Melanie smiled. Her expression looked so young and genuine that Dennis finally felt the fist around his heart begin to relax.

He remembered the late nights when he and Melanie had been kids, when she’d turned up on his porch and begged him to go with her to steal cigarettes or throw aftershave at Billy Whitman’s window. The same mischief inflected her pose now: her quirked smile, sparkling eyes, and restless fingers.

“Do you think a man could live his whole life trying to get back to when he was eleven?” Dennis asked.

Melanie shrugged. She was twelve now, young and scrappy, pretty in pink but still the first kid on the block to throw a punch.

“Do you want to go play in the lot behind Ping’s?” she asked.

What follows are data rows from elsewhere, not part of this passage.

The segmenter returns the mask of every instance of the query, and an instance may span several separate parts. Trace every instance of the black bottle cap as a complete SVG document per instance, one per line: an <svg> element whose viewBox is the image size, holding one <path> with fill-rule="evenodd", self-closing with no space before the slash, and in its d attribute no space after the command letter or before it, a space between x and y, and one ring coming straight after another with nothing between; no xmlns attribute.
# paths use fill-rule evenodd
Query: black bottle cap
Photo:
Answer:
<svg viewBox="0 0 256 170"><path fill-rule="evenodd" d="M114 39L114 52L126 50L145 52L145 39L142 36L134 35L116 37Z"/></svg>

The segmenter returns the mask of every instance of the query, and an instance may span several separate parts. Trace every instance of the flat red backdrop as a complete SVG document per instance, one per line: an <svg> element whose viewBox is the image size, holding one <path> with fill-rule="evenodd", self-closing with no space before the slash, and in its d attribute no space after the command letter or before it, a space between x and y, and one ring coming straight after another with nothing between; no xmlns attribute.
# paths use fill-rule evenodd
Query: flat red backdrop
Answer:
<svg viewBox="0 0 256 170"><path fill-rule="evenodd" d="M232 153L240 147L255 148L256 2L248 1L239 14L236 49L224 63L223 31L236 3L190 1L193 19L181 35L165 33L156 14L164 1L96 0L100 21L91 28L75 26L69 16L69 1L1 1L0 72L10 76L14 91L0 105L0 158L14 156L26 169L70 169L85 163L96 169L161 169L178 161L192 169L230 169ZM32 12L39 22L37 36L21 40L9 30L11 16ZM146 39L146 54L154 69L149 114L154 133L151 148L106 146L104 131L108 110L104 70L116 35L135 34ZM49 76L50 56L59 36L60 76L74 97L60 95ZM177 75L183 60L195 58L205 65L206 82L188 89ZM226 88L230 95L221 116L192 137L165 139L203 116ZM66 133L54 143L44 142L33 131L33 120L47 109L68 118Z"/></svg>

Dennis looked down at himself. He saw the red and purple striped shirt he’d worn every day when he was eleven years old except when his mom took it away for the laundry.

Tall, dry grass whipped the backs of his knees. It rustled in the breeze, a rippling golden wave.

“Yeah,” he said.

He reached for her hand. Her fingers curled into his palm.

“We don’t ever have to come back if we don’t want to,” she said. “We can go as far as we want. We can keep going forever.”

The sun hung bright overhead, wisps of white drifting past in the shapes of lions and racecars and old men’s faces. The air smelled of fresh, growing things, and a bare hint of manure. A cow lowed somewhere and a truck rumbled across the asphalt. Both sounds were equidistant, a world away.

“Come on,” said Dennis.

They ran. She led the way, long sandaled feet falling pigeon-toed in the soil. Dennis felt the breath flow sweet and easy through his lungs.

Someday they’d stop. Someday they’d fall exhausted to the ground and sleep curled up together in the dirt. Someday they’d pass into town where Dennis’s father was arguing over the price of wood while Uncle Ed stood in front of the hardware store, sipping lemonade. Someday they might even run straight through the universe, all the way back to the weird land of death where they’d chat with Descartes about the best way to keep mosquitoes off in summer.

For now, their feet beat like drums on the soil. Wind reddened Dennis’s ears. Melanie’s hair flew back into his face. He tugged her east to chase a crow circling above the horizon. Behind them, the wind swept through fields the size of eternity.